ATLANTA - The Advisory Committee on Immunization Practices (ACIP) modified its guidelines for using the polysaccharide meningococcal vaccine to prevent bacterial meningitis, particularly for college freshmen who live in dormitories.
Citing results of two 1998 studies by the Centers for Disease Control and Prevention (CDC), which identified a slightly higher risk among freshman dormitory residents, the ACIP recommended that those who provide medical care to this group give information to students and their parents about meningococcal disease and the benefits of vaccination. Vaccination should be provided or made easily available to those freshmen who wish to reduce their risk of disease. Other undergraduate students who want to reduce their risk may also choose to be vaccinated.

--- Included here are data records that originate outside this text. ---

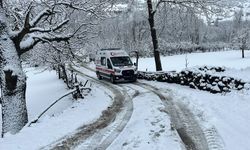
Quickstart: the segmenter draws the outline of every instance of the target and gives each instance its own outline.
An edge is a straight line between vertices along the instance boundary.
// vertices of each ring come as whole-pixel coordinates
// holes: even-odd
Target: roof
[[[128,56],[127,52],[121,49],[104,49],[97,52],[99,56],[107,56],[107,57],[119,57],[119,56]]]
[[[102,48],[101,51],[121,50],[121,48]]]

The currently available vaccine protects against some serotypes of Neisseria meningitidis an important cause of bacterial meningitis and sepsis in children and young adults in the United States. A single dose of the vaccine is recommended, and vaccination will decrease the risk of disease caused by N. meningitidis serogroups A,C,Y and W135. However, vaccination will not eliminate all disease risk because the vaccine does not protect against serogroup B and does not confer 100% protection against serogroups C and Y, although it is highly effective against these groups. From 1998 to 1999, serogroups C and Y caused about 70% of cases among college students.
About 3,000 cases of meningococcal disease occur each year in the United States, and 10%-13% of patients die despite receiving antibiotics early in the illness. The disease progresses rapidly, often in as little as 12 hours. Of those who survive, about 10% have severe after effects of the disease, including mental retardation, hearing loss and loss of limbs, fingers and toes. Outbreaks usually occur in late winter or early spring, when college classes are in session.

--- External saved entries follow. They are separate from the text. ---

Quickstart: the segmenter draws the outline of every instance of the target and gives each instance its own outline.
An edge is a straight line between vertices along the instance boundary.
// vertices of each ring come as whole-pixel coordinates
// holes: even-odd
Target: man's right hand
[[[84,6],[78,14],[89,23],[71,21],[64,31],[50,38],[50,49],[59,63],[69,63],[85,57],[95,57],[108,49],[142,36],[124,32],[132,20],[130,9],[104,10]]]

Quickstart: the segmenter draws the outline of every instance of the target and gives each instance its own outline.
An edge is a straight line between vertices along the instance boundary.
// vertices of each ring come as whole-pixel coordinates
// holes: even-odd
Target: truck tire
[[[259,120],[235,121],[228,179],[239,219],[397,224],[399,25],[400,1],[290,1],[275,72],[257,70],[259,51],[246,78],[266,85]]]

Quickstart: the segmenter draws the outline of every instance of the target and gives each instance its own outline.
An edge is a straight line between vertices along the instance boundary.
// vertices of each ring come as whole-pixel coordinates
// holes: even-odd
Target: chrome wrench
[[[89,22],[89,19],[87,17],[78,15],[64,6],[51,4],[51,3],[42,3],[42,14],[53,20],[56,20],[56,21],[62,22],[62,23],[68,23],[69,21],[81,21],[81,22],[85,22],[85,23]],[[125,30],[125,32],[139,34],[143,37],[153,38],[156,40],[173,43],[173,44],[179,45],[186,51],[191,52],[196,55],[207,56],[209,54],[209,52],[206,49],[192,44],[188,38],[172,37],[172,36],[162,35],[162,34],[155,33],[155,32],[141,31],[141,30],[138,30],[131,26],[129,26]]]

High fever, headache and stiff neck are common symptoms of meningitis. These symptoms may develop over several hours, or they may take one to two days, according to the CDC. Other symptoms may include nausea, vomiting, discomfort when looking into bright lights, confusion and sleepiness. In infants, symptoms of fever, headache and neck stiffness may be absent or difficult to detect. Infants may appear slow or inactive, or be irritable, have vomiting or feed poorly. As the disease progresses, patients of any age may have seizures.

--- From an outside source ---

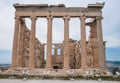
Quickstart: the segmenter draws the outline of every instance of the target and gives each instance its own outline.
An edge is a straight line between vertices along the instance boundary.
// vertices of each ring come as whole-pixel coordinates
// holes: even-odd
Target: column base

The American College Health Association (ACHA), which represents about 50% of U.S. colleges with student health services, released a statement recommending "college health services [take] a more proactive role in alerting students and their parents to the dangers of meningococcal disease," and that they should consider vaccination.
"The ACHA believes the new ACIP recommendations are a significant step toward decreasing individual risk for meningococcal disease by letting students know about the availability of a safe and effective vaccine," said James Turner, MD, chair of ACHA's Vaccine-Preventable Diseases Task Force and director of student health services at the University of Virginia, Charlottesville, Va.